Saham BBRI, BMRI dan BBNI Anjlok, IHSG Terkoreksi 0,93%
Anthony Kevin, CNBC Indonesia
22 March 2018 16:45

Jakarta, CNBC Indonesia - Indeks Harga Saham Gabungan (IHSG) pada perdagangan hari ini ditutup melemah 0,93% ke level 6.254,07 poin. Sentimen positif dari hasil pertemuan the Federal Reserve hanya mampu membawa IHSG menguat sampai dengan akhir sesi I.
IHSG sempat berhasil mencapai titik tertingginya di level Rp 6.351,31 poin hari ini. Pelaku pasar nampak cukup optimis untuk berbelanja di pasar saham dalam negeri, lantaran the Federal Reserve memproyeksikan kenaikan suku bunga acuan pada tahun ini hanya sebanyak 3 kali, sama seperti yang direncanakan pada akhir Desember lalu. Memasuki sesi 2, IHSG berangsur-angsur turun.

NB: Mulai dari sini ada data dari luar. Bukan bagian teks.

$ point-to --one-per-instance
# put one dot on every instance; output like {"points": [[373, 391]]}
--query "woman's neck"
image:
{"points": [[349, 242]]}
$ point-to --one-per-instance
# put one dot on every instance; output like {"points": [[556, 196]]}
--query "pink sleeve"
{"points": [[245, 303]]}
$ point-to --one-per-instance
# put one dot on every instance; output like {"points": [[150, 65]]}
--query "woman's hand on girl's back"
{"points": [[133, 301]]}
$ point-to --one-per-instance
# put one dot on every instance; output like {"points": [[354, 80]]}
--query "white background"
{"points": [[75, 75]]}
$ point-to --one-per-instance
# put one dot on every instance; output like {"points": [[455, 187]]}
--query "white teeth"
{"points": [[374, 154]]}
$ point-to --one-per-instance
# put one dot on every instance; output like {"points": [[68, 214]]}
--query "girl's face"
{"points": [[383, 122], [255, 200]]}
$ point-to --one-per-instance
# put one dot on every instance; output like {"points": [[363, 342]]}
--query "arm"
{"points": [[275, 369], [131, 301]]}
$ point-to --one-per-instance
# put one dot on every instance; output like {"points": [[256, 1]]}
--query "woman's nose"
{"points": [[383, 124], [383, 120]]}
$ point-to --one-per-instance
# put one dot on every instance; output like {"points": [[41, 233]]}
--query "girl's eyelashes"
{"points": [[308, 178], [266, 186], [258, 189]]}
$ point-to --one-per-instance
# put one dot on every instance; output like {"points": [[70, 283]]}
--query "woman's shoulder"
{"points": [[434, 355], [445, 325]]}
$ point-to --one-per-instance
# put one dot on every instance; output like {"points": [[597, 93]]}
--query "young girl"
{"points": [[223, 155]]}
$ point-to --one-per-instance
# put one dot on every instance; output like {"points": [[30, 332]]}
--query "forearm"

Pelemahan IHSG senada dengan mayoritas bursa saham regional yang ditutup di zona merah: indeks Shanghai turun 0,52%, indeks Hang Seng turun 1,09%, dan indeks Strait Times turun 0,56%.
Hasil pertemuan The Fed memang lebih banyak membawa kabar buruk bagi pasar modal. Pertama, Walaupun pada pertemuan bulan ini kenaikan suku bunga acuan tahun 2018 diproyeksikan masih akan sebanyak 3 kali, sebenarnya potensi kenaikan sebanyak empat kali sudah benar-benar di depan mata.
Hal ini dapat dilihat dengan membandingkan dot plot dari pertemuan the Fed bulan Desember lalu dengan dot plot terkini. Pada dot plot versi terbaru, terlihat tak ada lagi anggota FOMC (Federal Open Market Committee) yang memproyeksikan tingkat suku bunga di kisaran rendah yaitu 1,125%-1,375%. Titik-titik proyeksi anggota FOMC pun bergeser ke atas.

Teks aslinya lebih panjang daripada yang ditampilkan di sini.